The primary objective of the trial was to determine whether the frequency of adverse events, after initiation of anti-malarial treatment, was significantly lower in those who received thiamin supplementation in comparison to those who did not. The secondary objective was to determine the frequency of biochemical thiamin deficiency and whether this was related to the clinical severity of disease and to compare resolution of deficiency between those who did and did not receive thiamin supplementation.

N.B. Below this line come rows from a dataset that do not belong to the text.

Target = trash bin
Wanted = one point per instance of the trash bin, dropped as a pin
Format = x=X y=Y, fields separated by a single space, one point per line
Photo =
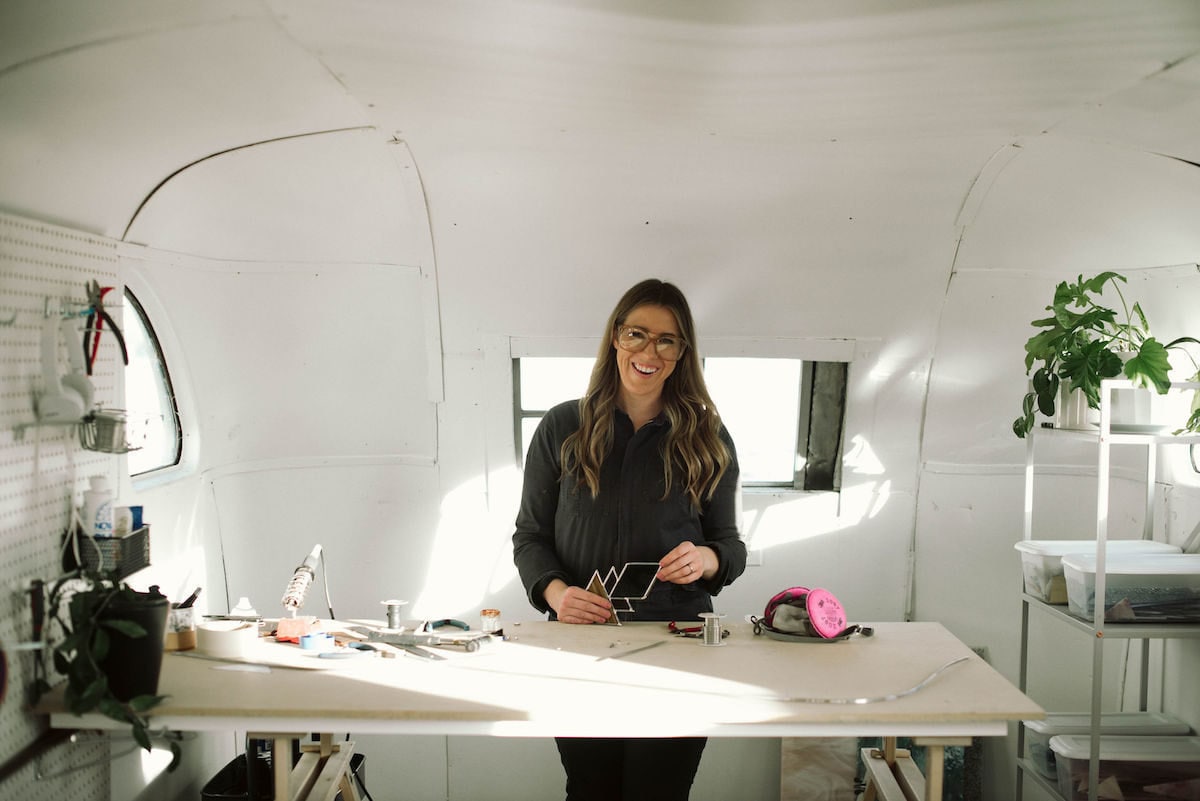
x=235 y=782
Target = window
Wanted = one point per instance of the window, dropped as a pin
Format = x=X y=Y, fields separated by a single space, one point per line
x=154 y=427
x=785 y=415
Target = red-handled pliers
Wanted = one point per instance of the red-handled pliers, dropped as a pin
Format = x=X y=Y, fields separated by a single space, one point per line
x=96 y=318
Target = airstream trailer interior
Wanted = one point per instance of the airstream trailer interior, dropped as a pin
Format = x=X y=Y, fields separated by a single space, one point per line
x=299 y=279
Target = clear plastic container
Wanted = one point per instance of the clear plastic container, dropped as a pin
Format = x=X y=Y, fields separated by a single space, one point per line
x=1138 y=588
x=1038 y=733
x=1131 y=766
x=1042 y=561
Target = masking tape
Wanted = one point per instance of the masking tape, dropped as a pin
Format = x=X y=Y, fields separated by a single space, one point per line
x=226 y=638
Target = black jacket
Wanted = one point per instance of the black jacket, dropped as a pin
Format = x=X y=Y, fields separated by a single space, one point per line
x=564 y=533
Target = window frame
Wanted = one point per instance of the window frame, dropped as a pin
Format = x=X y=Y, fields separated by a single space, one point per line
x=163 y=372
x=807 y=350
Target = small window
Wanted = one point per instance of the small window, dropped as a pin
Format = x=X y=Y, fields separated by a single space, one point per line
x=154 y=427
x=785 y=415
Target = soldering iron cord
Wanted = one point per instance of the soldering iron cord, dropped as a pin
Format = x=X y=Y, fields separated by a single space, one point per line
x=876 y=699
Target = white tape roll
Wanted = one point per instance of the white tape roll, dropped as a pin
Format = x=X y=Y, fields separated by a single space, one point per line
x=226 y=638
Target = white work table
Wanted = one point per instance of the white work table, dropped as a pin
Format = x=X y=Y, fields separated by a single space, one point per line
x=557 y=680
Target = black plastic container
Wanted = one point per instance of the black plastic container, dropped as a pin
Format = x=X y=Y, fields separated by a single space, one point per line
x=133 y=663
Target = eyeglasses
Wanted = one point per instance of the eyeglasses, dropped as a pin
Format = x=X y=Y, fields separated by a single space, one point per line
x=669 y=347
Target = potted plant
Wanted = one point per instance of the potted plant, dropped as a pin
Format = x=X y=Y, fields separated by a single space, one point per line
x=1084 y=343
x=111 y=651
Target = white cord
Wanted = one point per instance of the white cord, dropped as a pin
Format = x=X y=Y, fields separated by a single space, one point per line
x=880 y=698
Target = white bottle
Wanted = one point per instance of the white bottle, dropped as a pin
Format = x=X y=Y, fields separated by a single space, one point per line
x=97 y=509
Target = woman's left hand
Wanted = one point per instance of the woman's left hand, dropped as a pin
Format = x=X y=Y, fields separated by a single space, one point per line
x=688 y=562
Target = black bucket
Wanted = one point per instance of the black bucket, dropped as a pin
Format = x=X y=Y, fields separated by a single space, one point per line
x=133 y=663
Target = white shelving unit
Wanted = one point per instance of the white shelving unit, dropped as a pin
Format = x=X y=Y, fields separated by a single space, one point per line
x=1097 y=628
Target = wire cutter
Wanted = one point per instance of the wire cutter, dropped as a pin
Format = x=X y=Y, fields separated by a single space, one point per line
x=96 y=318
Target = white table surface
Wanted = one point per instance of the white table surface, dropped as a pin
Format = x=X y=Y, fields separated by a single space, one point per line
x=553 y=679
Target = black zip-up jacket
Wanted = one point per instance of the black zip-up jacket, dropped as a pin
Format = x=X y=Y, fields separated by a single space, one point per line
x=564 y=533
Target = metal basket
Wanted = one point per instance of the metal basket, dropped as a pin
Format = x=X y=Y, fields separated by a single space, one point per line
x=103 y=431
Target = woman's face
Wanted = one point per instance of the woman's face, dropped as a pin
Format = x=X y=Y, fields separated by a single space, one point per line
x=643 y=373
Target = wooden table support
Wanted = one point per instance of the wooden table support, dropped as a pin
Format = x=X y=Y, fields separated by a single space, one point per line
x=893 y=776
x=323 y=769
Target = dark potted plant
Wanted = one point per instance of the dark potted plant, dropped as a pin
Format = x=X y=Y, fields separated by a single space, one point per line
x=1084 y=343
x=111 y=651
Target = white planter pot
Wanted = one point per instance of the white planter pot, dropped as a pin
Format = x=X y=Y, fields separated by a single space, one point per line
x=1072 y=410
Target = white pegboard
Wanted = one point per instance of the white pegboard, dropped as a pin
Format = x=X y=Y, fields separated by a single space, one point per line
x=43 y=471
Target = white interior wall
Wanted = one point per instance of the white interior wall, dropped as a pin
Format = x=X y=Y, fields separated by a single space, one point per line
x=869 y=257
x=1056 y=209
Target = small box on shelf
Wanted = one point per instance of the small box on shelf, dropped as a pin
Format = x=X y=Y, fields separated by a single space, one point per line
x=1139 y=588
x=1042 y=561
x=1039 y=733
x=1131 y=766
x=118 y=556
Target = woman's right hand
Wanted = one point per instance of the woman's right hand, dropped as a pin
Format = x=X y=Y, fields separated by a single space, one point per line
x=574 y=604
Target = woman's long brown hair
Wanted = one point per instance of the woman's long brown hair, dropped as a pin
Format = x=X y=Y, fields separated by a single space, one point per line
x=693 y=445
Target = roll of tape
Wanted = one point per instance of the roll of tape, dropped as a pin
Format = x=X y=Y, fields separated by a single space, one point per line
x=226 y=638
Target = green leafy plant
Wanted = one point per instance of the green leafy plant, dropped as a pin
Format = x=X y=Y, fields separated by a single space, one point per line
x=1083 y=343
x=87 y=604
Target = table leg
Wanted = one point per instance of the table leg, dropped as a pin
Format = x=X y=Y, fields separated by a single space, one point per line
x=935 y=762
x=893 y=776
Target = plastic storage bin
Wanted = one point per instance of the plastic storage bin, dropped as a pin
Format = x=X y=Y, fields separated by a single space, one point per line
x=1038 y=733
x=1149 y=588
x=1042 y=561
x=1132 y=768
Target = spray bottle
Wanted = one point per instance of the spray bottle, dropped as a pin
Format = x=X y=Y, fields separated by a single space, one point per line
x=97 y=509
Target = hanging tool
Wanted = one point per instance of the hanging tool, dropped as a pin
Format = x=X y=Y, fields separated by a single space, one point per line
x=96 y=318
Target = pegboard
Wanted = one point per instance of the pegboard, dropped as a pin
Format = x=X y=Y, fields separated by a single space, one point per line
x=43 y=271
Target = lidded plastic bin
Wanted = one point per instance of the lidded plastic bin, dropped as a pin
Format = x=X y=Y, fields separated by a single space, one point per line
x=1038 y=733
x=1149 y=588
x=1131 y=766
x=1042 y=561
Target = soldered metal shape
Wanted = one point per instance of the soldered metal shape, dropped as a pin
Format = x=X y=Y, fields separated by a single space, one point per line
x=633 y=583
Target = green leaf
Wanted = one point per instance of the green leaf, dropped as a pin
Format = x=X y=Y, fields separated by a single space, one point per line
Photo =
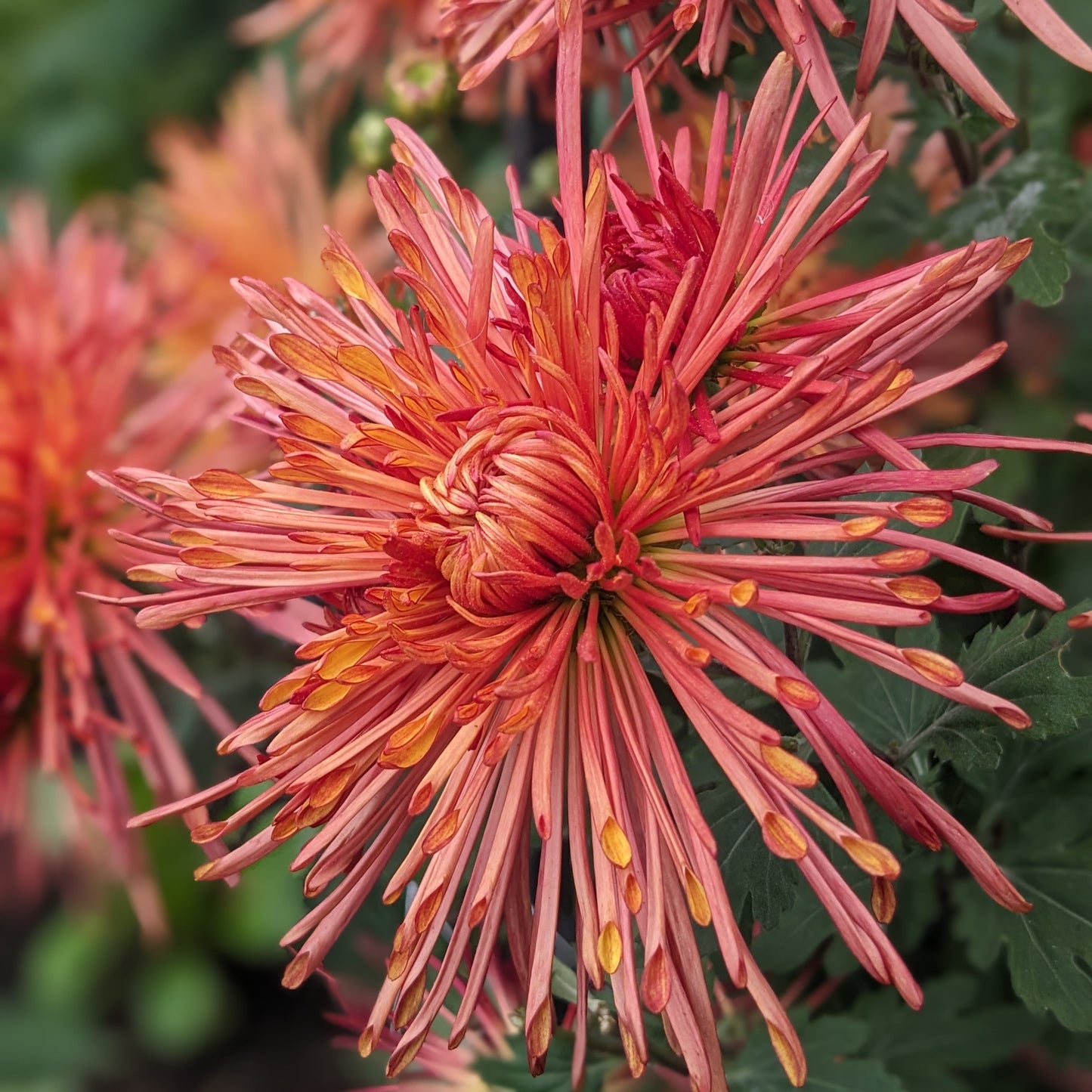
x=37 y=1047
x=1025 y=667
x=951 y=1032
x=1011 y=660
x=1044 y=273
x=750 y=871
x=826 y=1042
x=1037 y=194
x=1048 y=949
x=886 y=709
x=181 y=1005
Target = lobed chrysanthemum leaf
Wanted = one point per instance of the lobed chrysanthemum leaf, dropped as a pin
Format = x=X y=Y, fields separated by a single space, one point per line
x=831 y=1043
x=1047 y=950
x=952 y=1031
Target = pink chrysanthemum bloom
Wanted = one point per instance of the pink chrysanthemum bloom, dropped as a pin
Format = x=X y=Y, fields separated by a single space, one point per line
x=505 y=506
x=437 y=1067
x=490 y=31
x=248 y=201
x=74 y=336
x=341 y=35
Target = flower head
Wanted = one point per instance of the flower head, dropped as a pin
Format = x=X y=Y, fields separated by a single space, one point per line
x=505 y=507
x=250 y=200
x=74 y=336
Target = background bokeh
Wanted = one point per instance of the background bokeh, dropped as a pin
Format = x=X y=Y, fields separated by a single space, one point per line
x=84 y=1004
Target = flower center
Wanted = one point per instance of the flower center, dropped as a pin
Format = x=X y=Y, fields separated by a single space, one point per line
x=515 y=509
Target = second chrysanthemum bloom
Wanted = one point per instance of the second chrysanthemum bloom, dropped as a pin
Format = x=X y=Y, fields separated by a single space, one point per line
x=507 y=498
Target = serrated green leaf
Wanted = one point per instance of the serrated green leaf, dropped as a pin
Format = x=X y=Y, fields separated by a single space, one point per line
x=950 y=1032
x=1037 y=194
x=1050 y=949
x=1025 y=667
x=803 y=927
x=749 y=868
x=826 y=1042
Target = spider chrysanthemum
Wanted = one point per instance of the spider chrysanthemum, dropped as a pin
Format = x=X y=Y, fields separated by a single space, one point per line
x=76 y=331
x=510 y=500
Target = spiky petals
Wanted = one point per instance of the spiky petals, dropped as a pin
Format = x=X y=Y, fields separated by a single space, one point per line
x=486 y=32
x=427 y=1064
x=74 y=333
x=503 y=510
x=250 y=201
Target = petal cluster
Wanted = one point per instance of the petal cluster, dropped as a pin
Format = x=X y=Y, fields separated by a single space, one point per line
x=76 y=331
x=513 y=497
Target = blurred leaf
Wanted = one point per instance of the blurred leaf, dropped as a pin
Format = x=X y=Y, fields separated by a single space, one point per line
x=37 y=1047
x=827 y=1042
x=885 y=709
x=1025 y=667
x=951 y=1032
x=67 y=959
x=181 y=1005
x=261 y=908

The following outcomes were also reported: PCR-corrected adequate clinical and parasitological responses at day 42 [20], the PCT (the time in hours from the first treatment dose to the first of two consecutive thick films that were negative for asexual falciparum parasites after checking ≥500 oil fields) and fever clearance times (FCT, time in hours from the start of treatment at which the tympanic temperature first dropped below 37.5°C and remained below 37.5°C for 48 hours) following anti-malarial treatment. These have been reported, in part, in Mayxay et al.[3].

Statistical analysis

Data were analysed using Stata v9 (StataCorp, College Station, TX, USA). Comparisons between two groups were made by the Mann–Whitney U, Student’s t, chi-square, and Fisher’s exact tests, as appropriate. Cure rates were calculated as the proportion of patients with PCR-confirmed recrudescence using intention-to-treat (ITT) and per-protocol (PP) populations and by Kaplan-Meier survival analysis. In the ITT population all losses to follow-up were treated as failures and in the PP population losses to follow-up were excluded from the analysis. Patients with new infections were regarded as cures in both analyses. Gametocyte carriage was summarized as person-gametocytes-week rates calculated as the total number of weeks with gametocytes divided by the total number of weeks of follow-up.

Results

At the end of the third trial season when 630 patients had been recruited, following an interim analysis, the DMC advised that the study should be discontinued on the grounds of futility, with evidence that the study could not meet its primary endpoint. Of 630 patients enrolled in the trial [619 (98%) with P. falciparum mono-infection and 11 (2%) with mixed infections (10 P. falciparum + Plasmodium vivax and one P. falciparum + Plasmodium malariae)], 314 and 316 received thiamin and identical placebo, respectively (Figure 1). Forty-two day follow up was completed for 309 (98%) in the thiamin and 308 (97%) in the placebo groups (Figure 1). Two patients (one in each arm) had persistent vomiting after taking AL, 7 (4 in thiamin and 3 in placebo groups) withdrew consent for further follow up, and 4 in the placebo group were lost to follow up.

Figure 1
figure 1

Patient flow diagram. N.B. +ve = positive; Pf = Plasmodium falciparum; Pv = P. vivax; Pm = P. malariae; PCR = polymerase chain reaction.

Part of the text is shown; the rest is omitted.